Mozart Dances was created ten years ago to celebrate the 250th anniversary of Mozart’s birth. Mozart’s early Piano Concerto, No. 11 and his last one, No. 27, bracket the composer’s only duo piano Sonata.
In the spirit of the Mostly Mozart orchestra conductor Louis Langrée, Morris charges himself with keeping dance fresh. He will not choreograph to canned music. While the lack of predictability makes for rough edges at moments, they are exciting. Live music also creates a wonderful tension for an audience as the dancers respond. You are not quite sure what to expect. This suits the temperament of the impish choreographer.
Howard Hodgkin has created a set which most often shows three giant brushstrokes bathed in different colors. Are they the fast, slow, fast of each of the Mozart compositions? The dancers stand silhouetted before the backdrop and then jump forward into the light.
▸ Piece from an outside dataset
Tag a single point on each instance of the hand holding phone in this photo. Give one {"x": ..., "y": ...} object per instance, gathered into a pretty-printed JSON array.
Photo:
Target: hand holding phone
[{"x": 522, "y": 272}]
The overall impression in each of the pieces is that Morris has made moving, visual notes. Most obvious are minuets danced to a three/four rhythm, an elegant statement. At phrase conclusions, dancers fall to the floor until a new phrase begins. Graphic expression of a soaring line is captured when two dancers join their palms in an upward expression as the music lifts up.
The panoply of movements Morris designs are seemingly inexhaustible. Even walking becomes a joyous dance. Running of course and the tiny steps suggesting a run of notes before it becomes a glissando.
The admirable Garrick Ohlsson performed the Concertos. He was joined by great young pianist Inon Barnatan for the duo piano piece. Particularly when the piano only could be heard, the shining top notes shimmered in the dancers’ bodies.
The slow movement of the Sonata is clearly Morris’s favorite. If each composition has a fast, slow and fast movement, this slow movement is the center of the evening. Morris has lavished attention on the notes expressed as his dancers move delicately to the softer and sometimes mournful phrases.
Langrée conducts to make Mozart as fresh as today and the grace notes in the forms of dancers respond in kind. Mozart Dances are a lyrical joy.